血縁者に若年で乳がんにかかった方や卵巣がん・すい臓がんを患った方が複数いる場合は、遺伝カウンセリングや血液検査による遺伝子検査が推奨されます。
HBOCと診断された場合でも、過度に恐れる必要はありません。BRCA遺伝子変異を持つ乳がんには「PARP阻害薬」という特効薬が保険適用されており、明確な治療選択肢が存在します。定期的なMRI検診による早期発見プログラムや、リスク低減手術といった予防的な選択肢も整っています。

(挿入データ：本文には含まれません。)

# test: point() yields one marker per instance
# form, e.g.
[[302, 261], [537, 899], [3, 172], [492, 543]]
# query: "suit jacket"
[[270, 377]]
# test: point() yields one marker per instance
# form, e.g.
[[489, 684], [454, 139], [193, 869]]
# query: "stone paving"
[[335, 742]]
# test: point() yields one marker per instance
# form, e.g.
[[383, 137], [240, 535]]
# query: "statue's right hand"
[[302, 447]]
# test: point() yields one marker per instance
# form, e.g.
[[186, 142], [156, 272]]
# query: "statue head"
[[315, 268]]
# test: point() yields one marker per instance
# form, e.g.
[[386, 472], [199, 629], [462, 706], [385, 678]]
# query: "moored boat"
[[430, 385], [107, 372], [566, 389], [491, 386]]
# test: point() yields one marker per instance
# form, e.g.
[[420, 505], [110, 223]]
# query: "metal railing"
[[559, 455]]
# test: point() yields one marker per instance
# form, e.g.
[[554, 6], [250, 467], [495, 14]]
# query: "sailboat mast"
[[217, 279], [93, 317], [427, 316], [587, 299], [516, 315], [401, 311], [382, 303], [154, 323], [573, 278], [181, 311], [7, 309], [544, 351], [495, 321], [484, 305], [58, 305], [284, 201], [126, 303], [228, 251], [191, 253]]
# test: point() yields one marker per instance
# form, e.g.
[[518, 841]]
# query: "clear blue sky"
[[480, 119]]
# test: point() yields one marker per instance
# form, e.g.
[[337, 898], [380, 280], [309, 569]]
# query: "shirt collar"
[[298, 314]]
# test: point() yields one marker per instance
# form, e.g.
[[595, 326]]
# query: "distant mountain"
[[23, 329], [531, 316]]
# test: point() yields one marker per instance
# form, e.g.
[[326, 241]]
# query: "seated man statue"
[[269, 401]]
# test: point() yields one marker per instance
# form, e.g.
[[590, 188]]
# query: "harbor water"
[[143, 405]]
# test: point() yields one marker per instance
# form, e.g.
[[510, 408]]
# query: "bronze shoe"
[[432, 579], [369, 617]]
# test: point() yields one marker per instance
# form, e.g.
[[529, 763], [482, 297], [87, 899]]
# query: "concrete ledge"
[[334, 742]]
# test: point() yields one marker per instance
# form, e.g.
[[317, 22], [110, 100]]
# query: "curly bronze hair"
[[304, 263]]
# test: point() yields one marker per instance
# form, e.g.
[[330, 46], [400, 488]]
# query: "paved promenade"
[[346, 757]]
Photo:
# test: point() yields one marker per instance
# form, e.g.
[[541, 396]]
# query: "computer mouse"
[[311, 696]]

早期発見のための乳癌初期症状セルフチェックと検診のポイント
乳がんは体表近くにできるため、自分で触って異変に気付くことができる数少ないがんです。治療の選択肢を広げ、より軽微な治療で済ませるためには、定期的な乳癌初期症状のセルフチェックが極めて有効です。
【セルフチェックで確認すべき兆候】
・乳房のしこり:指の腹で滑らせるように触れた際、硬く動かない塊がある
・皮膚のひきつれ・くぼみ:えくぼのようなへこみや皮膚の赤み・腫れ
・乳頭の異常:乳頭から血の混じった分泌物が出る、乳頭が陥没する
・脇の下の腫れ:リンパ節のしこりや腫れ感
触診に適したタイミングは、乳房の張りが和らぐ「生理終了後4〜7日頃」です。閉経後の方は毎月特定の日を決めて確認する習慣をつけるとよいでしょう。しこりとして触れない微細な石灰化を見つける「マンモグラフィ」や、乳腺密度の高い若い世代に適した「乳腺超音波(エコー)検査」を年齢や体質に合わせて受診することが命を守る防波堤となります。
【乳癌 種類】に関するよくある質問(FAQ)
Q1:トリプルネガティブ乳がんは他のタイプより悪性度が高く危険と聞きましたが本当ですか?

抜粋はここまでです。